本館から西側に移動すると迎賓館が見える。
その名の通り、大規模な会議や国賓のための公式行事を開催するために使われた。1978年に建設され、18の石柱が建物全体を支える形で雄大な姿を誇る。この石柱は高さ13メートル、周囲3メートルに達する。花崗岩をそのまま削っており、隙間が一つもないのが特徴だ。
迎賓館から西にもう少し行くと、七宮(チルグン)がある。朝鮮時代に王を産んだのに、王妃にはなれなかった側室の位牌を祀った場所だ。
粛宗の側室で英祖(ヨンジョ)の母親である淑嬪崔(スクピンチェ)の位牌を祭った毓祥宮(ユクサングン)をはじめ、合わせて7つの祠堂があるため「七宮」と呼ばれる。1968年以降、一般の出入りが禁止されていたが、2001年から再び公開された。
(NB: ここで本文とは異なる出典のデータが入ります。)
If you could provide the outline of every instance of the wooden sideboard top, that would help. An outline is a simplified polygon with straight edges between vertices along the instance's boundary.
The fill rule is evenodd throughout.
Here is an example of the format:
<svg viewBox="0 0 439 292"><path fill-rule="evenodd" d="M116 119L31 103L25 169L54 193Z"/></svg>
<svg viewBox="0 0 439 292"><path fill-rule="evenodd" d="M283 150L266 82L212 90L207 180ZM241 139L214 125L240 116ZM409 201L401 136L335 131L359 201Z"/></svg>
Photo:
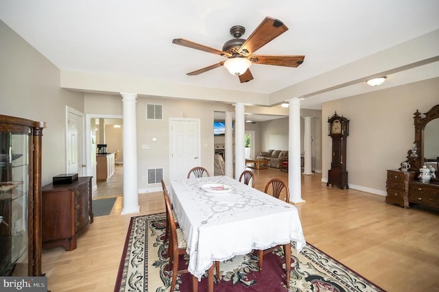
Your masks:
<svg viewBox="0 0 439 292"><path fill-rule="evenodd" d="M80 186L84 183L87 182L90 182L92 176L81 176L78 178L78 180L75 182L72 182L71 184L54 184L50 183L49 184L46 184L44 186L41 191L66 191L71 190L72 188L76 188L78 186Z"/></svg>

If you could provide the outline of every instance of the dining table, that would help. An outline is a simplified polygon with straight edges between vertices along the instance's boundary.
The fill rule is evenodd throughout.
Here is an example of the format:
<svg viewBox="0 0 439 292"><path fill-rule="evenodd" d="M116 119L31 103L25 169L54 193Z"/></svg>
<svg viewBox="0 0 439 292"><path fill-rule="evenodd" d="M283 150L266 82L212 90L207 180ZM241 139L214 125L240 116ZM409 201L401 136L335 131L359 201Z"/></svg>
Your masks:
<svg viewBox="0 0 439 292"><path fill-rule="evenodd" d="M172 180L169 199L187 241L188 271L201 280L208 271L213 289L213 263L252 250L291 243L306 245L297 208L226 175ZM285 256L289 283L290 256Z"/></svg>

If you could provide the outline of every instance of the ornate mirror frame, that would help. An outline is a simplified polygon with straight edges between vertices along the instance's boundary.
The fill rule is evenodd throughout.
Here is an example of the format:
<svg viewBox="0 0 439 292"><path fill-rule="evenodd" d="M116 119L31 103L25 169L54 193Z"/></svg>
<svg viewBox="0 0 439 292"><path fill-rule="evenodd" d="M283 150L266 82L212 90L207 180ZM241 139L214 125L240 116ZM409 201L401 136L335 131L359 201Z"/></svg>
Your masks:
<svg viewBox="0 0 439 292"><path fill-rule="evenodd" d="M412 150L408 151L407 156L407 162L410 164L411 171L419 171L419 169L424 165L424 130L425 125L435 119L439 119L439 104L437 104L424 114L425 117L421 117L421 113L416 110L414 114L414 142L416 149L419 150L418 155L415 157L412 155Z"/></svg>

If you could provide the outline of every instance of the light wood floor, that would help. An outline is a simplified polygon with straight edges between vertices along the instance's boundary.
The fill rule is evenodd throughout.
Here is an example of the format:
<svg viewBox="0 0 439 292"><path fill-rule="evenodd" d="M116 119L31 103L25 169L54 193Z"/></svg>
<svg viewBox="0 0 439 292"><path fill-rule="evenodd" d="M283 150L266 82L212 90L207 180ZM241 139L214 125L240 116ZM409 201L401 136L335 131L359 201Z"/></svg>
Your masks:
<svg viewBox="0 0 439 292"><path fill-rule="evenodd" d="M287 173L252 171L263 191L272 178ZM385 175L385 173L383 173ZM296 204L307 241L388 291L439 291L439 212L387 205L384 197L321 182L321 175L302 176ZM141 214L165 211L163 193L139 195ZM78 248L44 251L43 271L52 291L114 289L131 215L121 215L122 197L108 216L78 239Z"/></svg>

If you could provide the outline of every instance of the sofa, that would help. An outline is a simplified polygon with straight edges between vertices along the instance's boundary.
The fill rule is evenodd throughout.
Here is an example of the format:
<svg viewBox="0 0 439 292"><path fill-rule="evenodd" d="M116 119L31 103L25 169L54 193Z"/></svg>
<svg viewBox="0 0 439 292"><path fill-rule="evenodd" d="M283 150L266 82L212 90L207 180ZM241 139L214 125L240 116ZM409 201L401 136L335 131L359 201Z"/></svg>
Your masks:
<svg viewBox="0 0 439 292"><path fill-rule="evenodd" d="M257 158L265 159L268 160L269 167L280 169L282 167L282 162L288 160L288 151L270 149L261 151Z"/></svg>

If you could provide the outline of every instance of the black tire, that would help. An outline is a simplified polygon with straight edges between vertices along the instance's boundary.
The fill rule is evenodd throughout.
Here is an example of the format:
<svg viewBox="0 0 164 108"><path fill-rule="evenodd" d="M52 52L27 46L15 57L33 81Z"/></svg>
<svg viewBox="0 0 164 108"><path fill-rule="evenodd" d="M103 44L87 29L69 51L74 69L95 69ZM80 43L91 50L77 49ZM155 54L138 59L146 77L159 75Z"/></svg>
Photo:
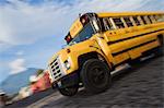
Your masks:
<svg viewBox="0 0 164 108"><path fill-rule="evenodd" d="M65 88L60 88L57 87L58 91L60 92L60 94L62 94L63 96L74 96L78 93L79 86L70 86L70 87L65 87Z"/></svg>
<svg viewBox="0 0 164 108"><path fill-rule="evenodd" d="M84 62L80 75L85 89L93 94L106 91L112 82L108 65L97 59Z"/></svg>

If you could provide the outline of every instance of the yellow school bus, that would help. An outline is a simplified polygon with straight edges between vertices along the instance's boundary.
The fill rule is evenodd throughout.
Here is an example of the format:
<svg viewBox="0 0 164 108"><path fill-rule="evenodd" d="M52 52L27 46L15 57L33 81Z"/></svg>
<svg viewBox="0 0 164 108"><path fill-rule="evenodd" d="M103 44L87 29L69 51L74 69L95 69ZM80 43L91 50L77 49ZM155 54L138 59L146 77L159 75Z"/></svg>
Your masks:
<svg viewBox="0 0 164 108"><path fill-rule="evenodd" d="M104 92L119 65L162 52L163 36L164 12L80 15L65 37L67 47L49 60L52 87L65 96L77 94L81 84Z"/></svg>

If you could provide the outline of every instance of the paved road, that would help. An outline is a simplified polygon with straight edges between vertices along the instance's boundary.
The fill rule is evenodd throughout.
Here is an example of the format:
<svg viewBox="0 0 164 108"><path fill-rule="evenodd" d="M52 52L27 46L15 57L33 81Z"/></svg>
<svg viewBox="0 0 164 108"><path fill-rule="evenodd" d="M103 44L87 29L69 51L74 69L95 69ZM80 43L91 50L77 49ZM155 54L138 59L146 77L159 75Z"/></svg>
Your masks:
<svg viewBox="0 0 164 108"><path fill-rule="evenodd" d="M126 70L114 76L112 87L102 94L81 89L73 97L65 97L55 92L27 108L164 108L163 62L164 57L153 58Z"/></svg>

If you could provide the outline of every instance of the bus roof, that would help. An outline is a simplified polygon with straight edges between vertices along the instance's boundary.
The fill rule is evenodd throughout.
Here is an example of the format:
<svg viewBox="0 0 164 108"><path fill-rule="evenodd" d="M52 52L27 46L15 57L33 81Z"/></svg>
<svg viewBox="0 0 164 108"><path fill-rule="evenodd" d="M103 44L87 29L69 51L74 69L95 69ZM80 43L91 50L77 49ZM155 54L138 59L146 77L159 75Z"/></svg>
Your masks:
<svg viewBox="0 0 164 108"><path fill-rule="evenodd" d="M126 15L155 15L155 14L164 14L164 11L159 12L104 12L97 13L98 17L107 17L107 16L126 16Z"/></svg>

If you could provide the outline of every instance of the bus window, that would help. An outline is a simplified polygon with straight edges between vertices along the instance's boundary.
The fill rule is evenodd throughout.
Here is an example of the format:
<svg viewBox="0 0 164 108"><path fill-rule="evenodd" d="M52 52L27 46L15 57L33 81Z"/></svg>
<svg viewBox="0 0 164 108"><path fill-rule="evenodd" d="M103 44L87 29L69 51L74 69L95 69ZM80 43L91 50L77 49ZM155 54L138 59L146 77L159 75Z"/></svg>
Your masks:
<svg viewBox="0 0 164 108"><path fill-rule="evenodd" d="M128 27L129 27L129 26L133 26L133 25L132 25L132 22L130 21L129 17L124 17L124 20L125 20L125 22L126 22L126 24L127 24Z"/></svg>
<svg viewBox="0 0 164 108"><path fill-rule="evenodd" d="M151 19L151 21L152 21L153 23L156 22L153 15L150 15L150 19Z"/></svg>
<svg viewBox="0 0 164 108"><path fill-rule="evenodd" d="M152 19L151 19L151 16L150 16L150 15L148 15L148 19L149 19L150 23L152 24L152 23L153 23L153 21L152 21Z"/></svg>
<svg viewBox="0 0 164 108"><path fill-rule="evenodd" d="M114 23L116 24L117 28L124 28L125 27L125 25L124 25L124 23L121 22L120 19L115 17L113 20L114 20Z"/></svg>
<svg viewBox="0 0 164 108"><path fill-rule="evenodd" d="M107 17L103 19L103 23L104 23L106 31L107 29L114 29L112 22Z"/></svg>
<svg viewBox="0 0 164 108"><path fill-rule="evenodd" d="M156 19L157 19L157 22L163 22L164 21L163 15L157 15Z"/></svg>
<svg viewBox="0 0 164 108"><path fill-rule="evenodd" d="M144 16L141 16L141 20L143 21L143 24L147 24Z"/></svg>
<svg viewBox="0 0 164 108"><path fill-rule="evenodd" d="M156 15L153 15L153 19L157 22Z"/></svg>
<svg viewBox="0 0 164 108"><path fill-rule="evenodd" d="M110 29L109 26L108 26L107 19L103 19L103 23L104 23L105 31Z"/></svg>
<svg viewBox="0 0 164 108"><path fill-rule="evenodd" d="M143 16L143 17L144 17L147 24L151 24L151 21L149 20L148 15L145 15L145 16Z"/></svg>
<svg viewBox="0 0 164 108"><path fill-rule="evenodd" d="M136 25L141 25L141 24L140 24L140 21L138 20L137 16L133 16L133 21L134 21Z"/></svg>

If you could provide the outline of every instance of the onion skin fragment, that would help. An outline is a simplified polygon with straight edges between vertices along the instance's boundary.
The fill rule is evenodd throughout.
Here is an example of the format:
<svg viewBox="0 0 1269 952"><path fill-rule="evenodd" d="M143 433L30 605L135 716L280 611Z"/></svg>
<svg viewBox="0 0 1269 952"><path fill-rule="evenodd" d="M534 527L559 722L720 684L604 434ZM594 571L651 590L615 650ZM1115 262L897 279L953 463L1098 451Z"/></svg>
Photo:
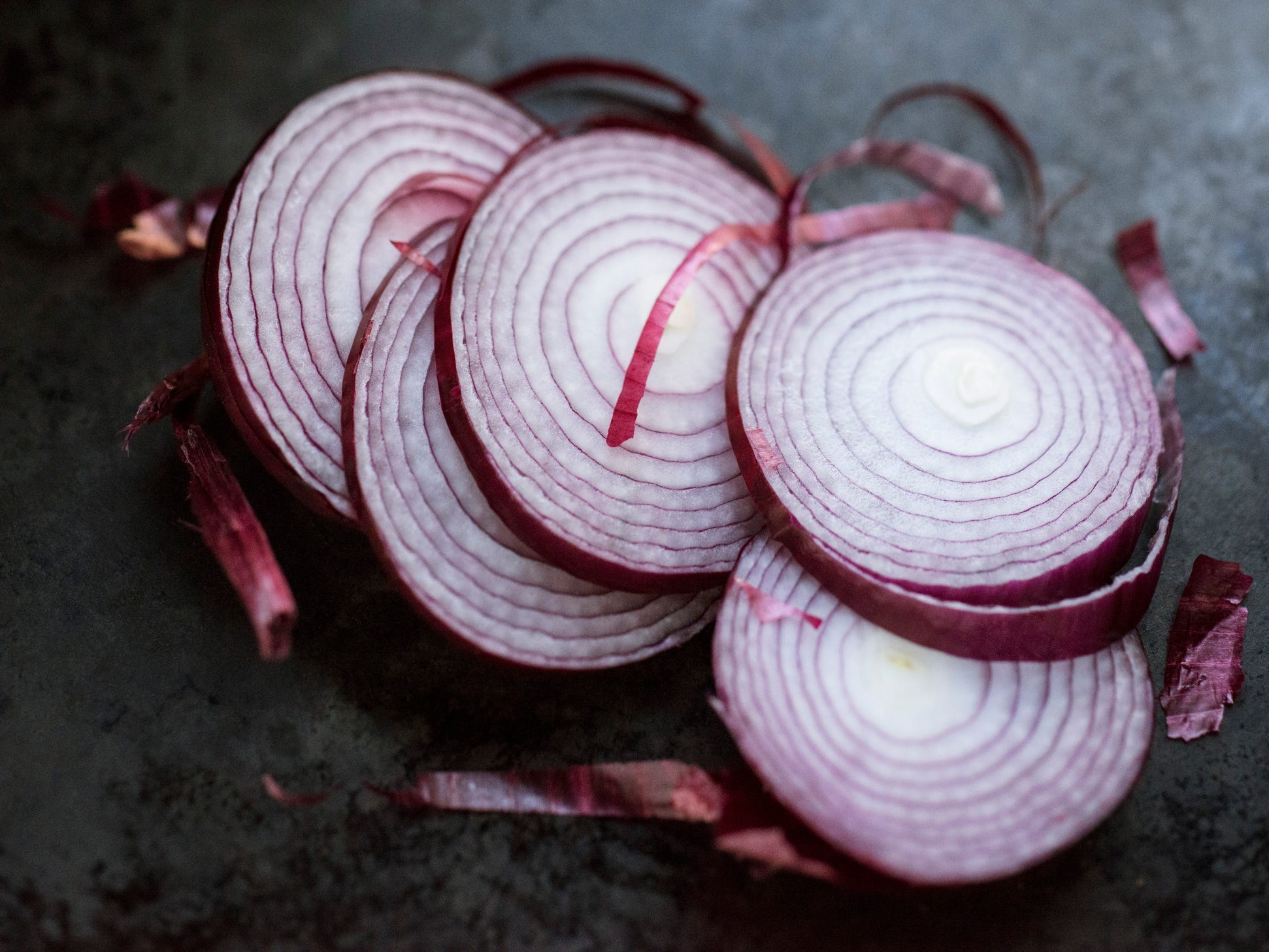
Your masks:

青瓦台の西端には公園「ムクゲの丘」がある。宮井洞(クンジョンドン)の旧中央情報部(KCIA)の隠れ家だった「安家(アンガ)」の跡地に設けられた市民公園だ。これまでは青瓦台内への出入りが禁止されていたが、1993年に青瓦台前の道が開放された後、市民公園として造成された。公園内には国花ムクゲとともに各種の樹木と野生の花が植栽されている。
◇1周するのに1時間…登山コースも
青瓦台の主要な建物を見学するには約1時間かかる。さらに散策するためには2時間を見ておく必要がある。
青瓦台の見物客は、正門だけでなく春秋門(チュンチュグァン)、迎賓館など3カ所に入場できる。青瓦台特別開放の運営側は出発地点によって3種類のコースを推薦している。ただ、今回の特別開放では各種物品整理などの影響で、建物内部までは見られない。
今回の青瓦台の開放で、山登りも人気を集めるだろう。北岳山(プガクサン)登山道も開放されたからだ。
七宮から白岳亭(ペガクチョン)まで600メートル、春秋館から白岳亭まで800メートルの登山道が開かれた。青瓦台から北岳山に至る登山道が開かれるのは、1968年に北朝鮮武装スパイが青瓦台に侵入した「キム・シンジョ(金新朝)事件」で閉鎖されて以来、実に54年ぶりだ。